For a year now the Spanish people have been engaged in a desperate struggle against a pitiless foe and have been exposed besides to the secret intrigues of the great imperialist powers of Europe. Despite this the Spanish revolutionaries have not grasped at the disastrous expedient of dictatorship, but have respected all honest convictions. Everyone who visited Barcelona after the July battles, whether friend or foe of the C.N.T., was suprised at the freedom of public life and the absence of any arrangements for suppressing the free expression of opinion.

For two decades the supporters of Bolshevism have been hammering it into the masses that dictatorship is a vital necessity for the defense of the so-called proletarian interests against the assaults of the counter-revolution and for paving the way for socialism. Thev have not advanced the cause of Socialism by this propaganda, but have merely smoothed the way for Fascism in Italy, Germany and Austria by causing millions of people to forget that dictatorship, the most extreme form of tyranny, can never lead to social liberation. In Russia the so-called dictatorship of the proletariat has not led to Socialism, but to the domination of a new bureaucracy over the proletariat and the whole people.

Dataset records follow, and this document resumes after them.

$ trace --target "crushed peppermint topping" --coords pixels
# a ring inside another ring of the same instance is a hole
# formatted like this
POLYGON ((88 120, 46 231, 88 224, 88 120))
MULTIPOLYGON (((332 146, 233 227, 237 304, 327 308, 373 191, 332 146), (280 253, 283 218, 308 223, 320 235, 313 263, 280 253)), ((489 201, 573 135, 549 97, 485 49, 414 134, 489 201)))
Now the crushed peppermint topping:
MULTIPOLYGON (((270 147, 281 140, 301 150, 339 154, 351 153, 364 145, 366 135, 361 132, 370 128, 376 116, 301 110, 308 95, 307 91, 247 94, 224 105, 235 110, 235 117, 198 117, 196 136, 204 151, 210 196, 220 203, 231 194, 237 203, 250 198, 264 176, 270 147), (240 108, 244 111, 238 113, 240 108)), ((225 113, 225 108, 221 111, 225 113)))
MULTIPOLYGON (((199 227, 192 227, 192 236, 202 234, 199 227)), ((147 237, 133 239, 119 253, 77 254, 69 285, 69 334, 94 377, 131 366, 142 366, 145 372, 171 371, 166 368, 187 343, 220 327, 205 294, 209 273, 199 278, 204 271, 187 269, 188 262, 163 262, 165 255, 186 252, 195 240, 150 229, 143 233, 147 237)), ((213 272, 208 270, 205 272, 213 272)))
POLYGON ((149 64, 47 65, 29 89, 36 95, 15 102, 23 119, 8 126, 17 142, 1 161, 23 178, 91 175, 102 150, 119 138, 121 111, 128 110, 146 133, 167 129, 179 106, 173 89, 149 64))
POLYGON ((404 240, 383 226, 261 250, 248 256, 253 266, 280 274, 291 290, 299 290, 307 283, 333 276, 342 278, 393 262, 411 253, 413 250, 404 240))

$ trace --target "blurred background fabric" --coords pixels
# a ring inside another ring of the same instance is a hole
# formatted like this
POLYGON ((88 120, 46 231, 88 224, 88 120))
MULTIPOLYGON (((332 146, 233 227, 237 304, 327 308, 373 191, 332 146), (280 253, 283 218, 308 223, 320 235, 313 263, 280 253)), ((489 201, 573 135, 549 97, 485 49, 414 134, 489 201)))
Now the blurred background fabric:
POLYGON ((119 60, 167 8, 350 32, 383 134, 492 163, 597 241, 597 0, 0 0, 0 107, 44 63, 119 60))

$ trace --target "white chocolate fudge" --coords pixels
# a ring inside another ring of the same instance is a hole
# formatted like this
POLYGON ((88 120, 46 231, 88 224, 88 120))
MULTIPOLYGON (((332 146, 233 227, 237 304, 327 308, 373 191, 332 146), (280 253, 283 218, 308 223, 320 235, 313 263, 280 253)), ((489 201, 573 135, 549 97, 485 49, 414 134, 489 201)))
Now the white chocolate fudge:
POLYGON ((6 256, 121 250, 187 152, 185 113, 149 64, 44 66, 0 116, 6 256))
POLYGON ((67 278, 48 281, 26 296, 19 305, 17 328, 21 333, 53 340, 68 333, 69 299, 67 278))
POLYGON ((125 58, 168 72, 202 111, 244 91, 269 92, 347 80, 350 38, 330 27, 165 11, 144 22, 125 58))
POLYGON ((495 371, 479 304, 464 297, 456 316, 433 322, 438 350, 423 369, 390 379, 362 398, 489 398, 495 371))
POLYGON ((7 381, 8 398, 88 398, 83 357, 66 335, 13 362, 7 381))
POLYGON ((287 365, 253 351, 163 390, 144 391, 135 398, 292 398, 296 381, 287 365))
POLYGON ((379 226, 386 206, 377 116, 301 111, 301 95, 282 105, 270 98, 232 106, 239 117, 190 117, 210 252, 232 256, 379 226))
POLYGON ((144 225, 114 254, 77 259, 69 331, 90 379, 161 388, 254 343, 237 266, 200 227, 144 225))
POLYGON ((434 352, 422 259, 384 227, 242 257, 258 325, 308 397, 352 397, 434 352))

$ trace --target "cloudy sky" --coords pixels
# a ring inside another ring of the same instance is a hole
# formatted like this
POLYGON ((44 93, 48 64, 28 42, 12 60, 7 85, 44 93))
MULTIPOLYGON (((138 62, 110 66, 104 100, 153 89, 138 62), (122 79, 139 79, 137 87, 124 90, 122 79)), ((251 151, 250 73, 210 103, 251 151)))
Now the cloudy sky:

If today the agents in Spain of the Russian Stalin-regime are threatening to destroy everything that the workers and peasants have achieved, and are directing their whole energy toward putting all power into the hands of a bourgeois-Communist party dictatorship, they are not doing so to serve the interests of the proletariat, but to further the onslaughts of the counter-revolution and to serve the ends of English and French capitalism.

What the Russian autocrats and their supporters fear most is that the success of libertarian Socialism in Spain might prove to their blind followers that the much vaunted "necessity of a dictatorship" is nothing but one vast fraud which in Russia has led to the despotism of Stalin and is to serve today in Spain to help the counter-revolution to a victory over the revolution of the workers and peasants.